Why not? Because I think, for the most part, the people writing about social business are usually the ones also reading about it. The audience these missives are aimed at either doesn't read about social business or reads about it then immediately dismisses it. Also, even if they do read it, the bottom line is that people don't like change, especially when that change is the result of someone pointing out that they are wrong and need to change. Look at people outside a business context. People living their lives in ways that are not ideal or even healthy. Maybe they drink too much, or cheat on their spouses, or don't exercise or eat right, or they gamble or are in crazy debt, or who knows what other not-great behavior. How many people out there can claim one ore more of those kinds of not-so-great habits or behaviors? Pretty much everyone. And how many of those people take the initiative and actually do what it takes to change those behaviors, for good? Go through the expense of therapy, the mental anguish of confronting not-fun demons, the new routines necessary for change? And then commit to those changes forever? Sure, some people do, but isn't it human nature to just keep doing the unhealthy stuff because it's easier than changing? And how about relationships? Judging by the rates of divorce and infidelity, how many people confront the issues in those not-great relationships and subject themselves to costly marriage counseling, uncomfortable or hurtful conversations with their partners, and are willing to admit that they need to change for the benefit of the relationship? Not most people. The status quo is easier, especially when it's working ok for now.

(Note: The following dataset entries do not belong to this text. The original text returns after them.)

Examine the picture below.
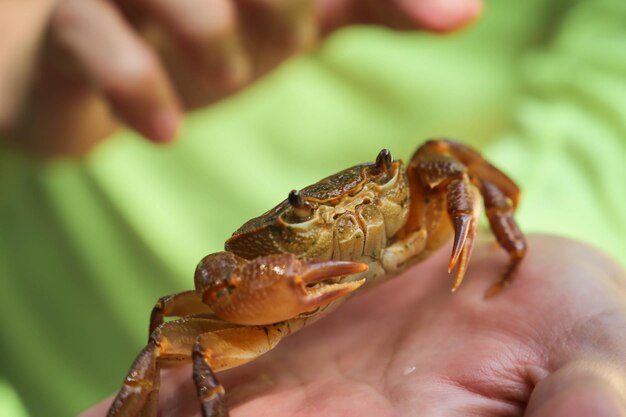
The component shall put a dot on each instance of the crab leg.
(211, 345)
(171, 342)
(225, 349)
(444, 167)
(478, 166)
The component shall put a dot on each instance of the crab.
(300, 260)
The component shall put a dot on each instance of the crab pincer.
(272, 288)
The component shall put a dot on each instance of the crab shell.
(352, 214)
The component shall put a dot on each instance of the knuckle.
(215, 26)
(66, 16)
(131, 75)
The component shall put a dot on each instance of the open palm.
(552, 344)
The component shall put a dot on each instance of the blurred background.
(87, 245)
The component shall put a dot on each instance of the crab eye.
(382, 166)
(383, 161)
(302, 210)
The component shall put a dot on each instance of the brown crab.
(295, 263)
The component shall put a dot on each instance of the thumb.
(580, 389)
(437, 15)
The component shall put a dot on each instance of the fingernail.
(164, 125)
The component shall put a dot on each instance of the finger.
(119, 64)
(580, 389)
(433, 15)
(206, 32)
(22, 23)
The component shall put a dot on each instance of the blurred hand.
(144, 61)
(552, 344)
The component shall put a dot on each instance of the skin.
(552, 344)
(75, 70)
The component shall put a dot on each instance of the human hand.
(144, 61)
(552, 344)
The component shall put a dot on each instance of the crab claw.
(272, 288)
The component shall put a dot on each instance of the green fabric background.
(86, 247)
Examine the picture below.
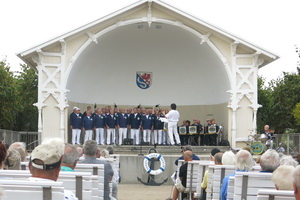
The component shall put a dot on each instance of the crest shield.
(143, 79)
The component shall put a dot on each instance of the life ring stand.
(161, 160)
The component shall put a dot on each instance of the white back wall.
(184, 71)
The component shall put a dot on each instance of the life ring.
(161, 160)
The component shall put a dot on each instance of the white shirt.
(173, 116)
(67, 193)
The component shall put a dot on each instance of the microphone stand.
(141, 146)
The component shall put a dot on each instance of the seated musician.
(213, 137)
(184, 138)
(268, 132)
(195, 138)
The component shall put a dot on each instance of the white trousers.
(88, 135)
(111, 134)
(122, 135)
(100, 139)
(76, 136)
(146, 135)
(135, 133)
(172, 129)
(158, 136)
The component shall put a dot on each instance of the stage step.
(165, 150)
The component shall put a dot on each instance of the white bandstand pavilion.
(206, 71)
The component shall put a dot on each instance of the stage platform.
(164, 150)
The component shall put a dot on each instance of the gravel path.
(142, 192)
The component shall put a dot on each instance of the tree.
(285, 95)
(264, 99)
(296, 113)
(8, 97)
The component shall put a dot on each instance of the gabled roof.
(23, 54)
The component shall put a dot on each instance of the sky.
(270, 24)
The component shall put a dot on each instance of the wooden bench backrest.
(275, 195)
(33, 190)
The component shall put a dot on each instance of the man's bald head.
(188, 155)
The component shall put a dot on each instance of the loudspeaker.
(128, 141)
(145, 143)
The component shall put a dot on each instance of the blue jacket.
(135, 121)
(224, 187)
(122, 120)
(76, 121)
(158, 125)
(147, 123)
(111, 122)
(195, 157)
(88, 123)
(99, 121)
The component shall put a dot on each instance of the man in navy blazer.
(111, 124)
(122, 122)
(76, 125)
(147, 125)
(135, 125)
(88, 125)
(99, 124)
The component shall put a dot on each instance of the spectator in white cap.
(90, 149)
(70, 158)
(269, 161)
(76, 125)
(243, 161)
(282, 177)
(297, 182)
(45, 162)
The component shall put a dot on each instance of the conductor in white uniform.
(173, 118)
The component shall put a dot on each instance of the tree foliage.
(296, 113)
(8, 97)
(17, 95)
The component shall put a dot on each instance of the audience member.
(3, 153)
(13, 160)
(110, 150)
(21, 148)
(184, 149)
(228, 158)
(216, 157)
(269, 161)
(181, 181)
(297, 182)
(104, 154)
(45, 162)
(90, 149)
(282, 177)
(243, 161)
(288, 160)
(70, 158)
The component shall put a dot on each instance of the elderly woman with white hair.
(282, 177)
(243, 162)
(228, 158)
(288, 160)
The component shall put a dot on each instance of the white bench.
(192, 177)
(247, 184)
(275, 195)
(79, 183)
(33, 190)
(203, 166)
(220, 171)
(97, 170)
(230, 190)
(209, 189)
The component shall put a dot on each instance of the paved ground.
(142, 192)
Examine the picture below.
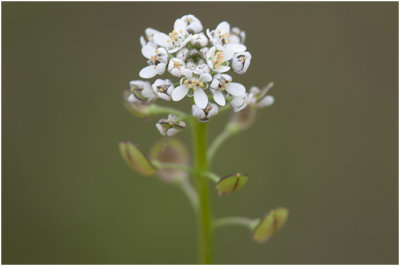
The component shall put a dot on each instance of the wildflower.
(199, 40)
(148, 37)
(170, 126)
(222, 83)
(221, 36)
(192, 24)
(141, 91)
(158, 59)
(204, 114)
(176, 39)
(195, 83)
(163, 88)
(175, 66)
(241, 62)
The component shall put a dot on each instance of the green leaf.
(231, 183)
(172, 151)
(135, 158)
(270, 224)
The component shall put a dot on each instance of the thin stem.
(205, 232)
(189, 191)
(160, 165)
(218, 141)
(241, 221)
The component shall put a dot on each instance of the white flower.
(220, 36)
(141, 91)
(199, 40)
(163, 88)
(148, 37)
(223, 83)
(176, 39)
(201, 68)
(170, 126)
(175, 66)
(237, 35)
(204, 114)
(183, 53)
(195, 83)
(239, 103)
(241, 62)
(158, 59)
(193, 24)
(217, 59)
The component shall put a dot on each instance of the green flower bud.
(170, 151)
(270, 224)
(231, 183)
(135, 158)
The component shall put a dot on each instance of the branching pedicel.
(199, 64)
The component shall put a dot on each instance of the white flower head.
(199, 40)
(241, 62)
(183, 53)
(158, 59)
(175, 66)
(176, 39)
(204, 114)
(192, 24)
(195, 83)
(222, 84)
(141, 91)
(148, 37)
(217, 59)
(221, 36)
(163, 88)
(170, 126)
(237, 35)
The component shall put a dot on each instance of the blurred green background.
(327, 150)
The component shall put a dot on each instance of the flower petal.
(179, 92)
(200, 98)
(161, 39)
(236, 89)
(205, 77)
(148, 72)
(219, 98)
(148, 51)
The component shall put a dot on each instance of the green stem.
(242, 221)
(204, 224)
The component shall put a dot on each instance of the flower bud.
(270, 224)
(231, 183)
(135, 106)
(170, 150)
(171, 126)
(135, 158)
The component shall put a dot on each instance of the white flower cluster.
(200, 61)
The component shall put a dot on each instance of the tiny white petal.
(236, 89)
(219, 98)
(148, 72)
(148, 51)
(179, 93)
(200, 98)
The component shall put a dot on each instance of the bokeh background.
(327, 150)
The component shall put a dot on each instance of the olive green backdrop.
(327, 149)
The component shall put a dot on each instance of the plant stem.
(243, 221)
(199, 132)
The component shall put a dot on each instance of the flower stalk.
(204, 220)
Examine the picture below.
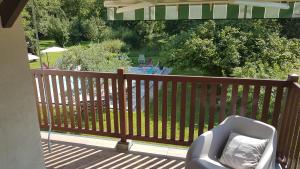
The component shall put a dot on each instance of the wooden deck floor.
(79, 156)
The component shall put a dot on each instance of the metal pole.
(42, 68)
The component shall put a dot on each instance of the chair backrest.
(250, 127)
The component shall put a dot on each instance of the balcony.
(165, 109)
(69, 151)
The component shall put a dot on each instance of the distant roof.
(53, 49)
(200, 9)
(10, 11)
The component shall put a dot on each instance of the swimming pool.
(145, 70)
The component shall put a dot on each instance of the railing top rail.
(74, 73)
(180, 78)
(209, 80)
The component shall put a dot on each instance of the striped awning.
(205, 11)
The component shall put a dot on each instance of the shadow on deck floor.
(79, 156)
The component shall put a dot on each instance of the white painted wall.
(20, 146)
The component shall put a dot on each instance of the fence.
(165, 109)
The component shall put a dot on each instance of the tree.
(248, 49)
(58, 29)
(107, 56)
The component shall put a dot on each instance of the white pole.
(42, 68)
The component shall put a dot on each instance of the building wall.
(20, 146)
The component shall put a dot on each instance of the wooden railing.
(165, 109)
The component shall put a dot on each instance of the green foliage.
(248, 49)
(129, 36)
(106, 56)
(94, 29)
(58, 29)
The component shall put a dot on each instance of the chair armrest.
(267, 161)
(208, 144)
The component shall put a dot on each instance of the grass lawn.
(52, 57)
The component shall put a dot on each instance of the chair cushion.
(242, 152)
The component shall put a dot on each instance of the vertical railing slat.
(173, 111)
(266, 104)
(295, 132)
(99, 104)
(107, 105)
(155, 109)
(85, 104)
(234, 98)
(277, 107)
(244, 100)
(56, 100)
(36, 97)
(255, 101)
(63, 100)
(212, 109)
(182, 111)
(147, 117)
(70, 101)
(130, 113)
(92, 102)
(223, 102)
(41, 89)
(291, 123)
(192, 112)
(49, 98)
(115, 105)
(203, 96)
(77, 100)
(164, 109)
(138, 107)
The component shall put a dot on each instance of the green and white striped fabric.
(205, 11)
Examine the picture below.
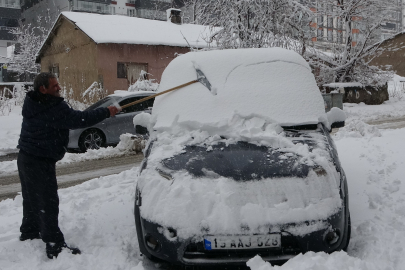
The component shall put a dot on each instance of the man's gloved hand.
(113, 110)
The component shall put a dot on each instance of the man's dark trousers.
(40, 197)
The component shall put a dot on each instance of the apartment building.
(328, 29)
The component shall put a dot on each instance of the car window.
(137, 107)
(242, 161)
(105, 102)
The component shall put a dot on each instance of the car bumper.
(192, 252)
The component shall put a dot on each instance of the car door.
(123, 121)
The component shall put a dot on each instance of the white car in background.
(108, 131)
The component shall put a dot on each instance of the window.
(131, 12)
(137, 107)
(121, 70)
(130, 71)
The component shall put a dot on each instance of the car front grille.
(195, 252)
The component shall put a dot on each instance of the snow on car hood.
(216, 205)
(272, 83)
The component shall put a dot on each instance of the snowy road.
(390, 123)
(74, 173)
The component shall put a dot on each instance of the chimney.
(174, 15)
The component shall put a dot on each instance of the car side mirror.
(336, 118)
(338, 124)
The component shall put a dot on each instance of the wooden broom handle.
(161, 93)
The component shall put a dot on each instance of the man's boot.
(30, 236)
(53, 249)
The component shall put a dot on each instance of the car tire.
(347, 234)
(91, 139)
(139, 234)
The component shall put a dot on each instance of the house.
(83, 48)
(32, 10)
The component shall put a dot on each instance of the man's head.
(47, 83)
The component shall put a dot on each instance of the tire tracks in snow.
(74, 173)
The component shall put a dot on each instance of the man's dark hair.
(42, 79)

So given that that's how people deal with uncomfortable issues in their individual personal lives, what makes us think that in a business context, executives are willing to confront the huge, expensive, uncomfortable task of changing everything? Because that's what social business requires. The equivalent of marriage counseling,but on a much larger scale involving way more than two people. It would involve those execs being accountable for being the bad guy and breaking comfortable habits that work on a personal level even if they're not what's best for the larger group. Especially if things are working ok the way they are and business is at least limping along, or maybe even doing great, why go to all that discomfort and expense? And double especially when all of us social business people are the ones preaching that they need to change....and are, coincidentally, also the ones to help them do it. How often do people make changes in their personal lives because someone is pointing out how they're doing life wrong and if they don't change, all hell will break loose?
Isn't the reality that most people go through life just coping, doing the best they can do without rocking the boat too much? Why do we think the executives that we're demanding "socialize, or else!" will be interesting in doing it? Change on a tiny, individual level is excruciating even when the motivation comes from within, and it requires commitment, ongoing work and probably expense. And even then it often--or even usually--fails. So change on an organizational level? An organization made up of those same individuals who fight change and crave status quo even when status quo is broken or unhealthy. How do you affect change throughout that whole stubborn ecosystem? Again, call me a pessimist, but I just don't see it, no matter how compelling the argument for the potential benefits.